In launching a search for a new leader, Uber likely will suspend its pending hunt for a chief operating officer, according to people familiar with the matter.

Heidrick & Struggles International Inc., a search firm in charge of Uber's hunt for a COO, probably will now focus instead on the CEO assignment, one of the people said.

A board member could step in to fill Mr. Kalanick's shoes temporarily- particularly Arianna Huffington, who has emerged as the main voice for Uber's board in recent months and has taken a prominent role in Uber's investigation into its workplace practices-said Bart Friedman, a corporate governance expert and senior counsel at law firm Cahill Gordon & Reindel LLP.

Given her limited operational experience, though, some executive recruiters say she is unlikely to be a candidate for the chief executive role longer term, and is a long shot even as an interim leader. Mr. Friedman said Uber co-founder Garrett Camp, also its chairman, is a dark horse as he "may not demonstrate sufficient change for investors, who will really be calling the shots."

“The investors are going to be looking for not only someone who is transformative but a big public-relations success,” he added. “It is going to have to be a headsnapper.”

Ms.
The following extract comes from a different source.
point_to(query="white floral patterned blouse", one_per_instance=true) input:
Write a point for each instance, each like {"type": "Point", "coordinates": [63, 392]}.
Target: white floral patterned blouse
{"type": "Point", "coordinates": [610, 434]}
Huffington couldn't immediately be reached for comment.

Mr. Cohn said he expects Uber to choose an external candidate to replace Mr. Kalanick "if they are serious about getting the culture in shape." The outside recruit also should know how to take them through an initial public offering, he said.

A number of talented executives who didn't want Uber's No. 2 spot would be interested in being CEO, Mr. Cohn said. He cited Tom Staggs, the former No. 2 at Walt Disney Co., as one such possibility. Uber had interviewed Mr. Staggs to be second in command, The Wall Street Journal previously reported. Mr. Staggs couldn't immediately be reached.

An ideal pick would be a star player from a technology-services industry with operational, global and turnaround experience, said Dora Vell, CEO of tech recruiting firm Vell & Associates.

She added that she doesn't see qualified candidates on Uber's board or management team.

Ms. Vell, who has placed leaders of several small- and medium-sized tech companies, suggested several potential prospects for the No. 1 job. Among them is Keith Block, president of Salesforce.com Inc. and a 26-year veteran of Oracle Corp.

"He's very, very strong operationally," Ms. Vell said. "I know he's CEO material. He's very ethical, tough. People love him.”

Mr. Block didn't return calls for comment. A Salesforce.com spokeswoman declined to comment.

Other possible picks for Uber CEO include Safra Catz, co-CEO of Oracle, and Pat Gelsinger, CEO of VMware, a unit of Dell Inc., according to Ms. Veil. An Oracle spokeswoman declined to comment about whether Ms. Catz might join Uber. A VMware spokesman said Mr. Gelsinger "is deeply committed to his role as VMware CEO."

A person close to Facebook Inc.'s chief operating officer, Sheryl Sandberg, quashed speculation that she could be a contender for the job, saying that Ms. Sandberg plans to stay put.

Jim Bethmann, head of the high-tech practice at recruiters Caldwell Partners International, said another tech-industry veteran, Hewlett Packard Enterprise chief Meg Whitman, is well-qualified to run a complex global enterprise like Uber but she likely wouldn’t do so.

Via a spokesman, Ms. Whitman said she remained “fully committed to HPE” and doesn’t plan to leave until the company’s turnaround is complete.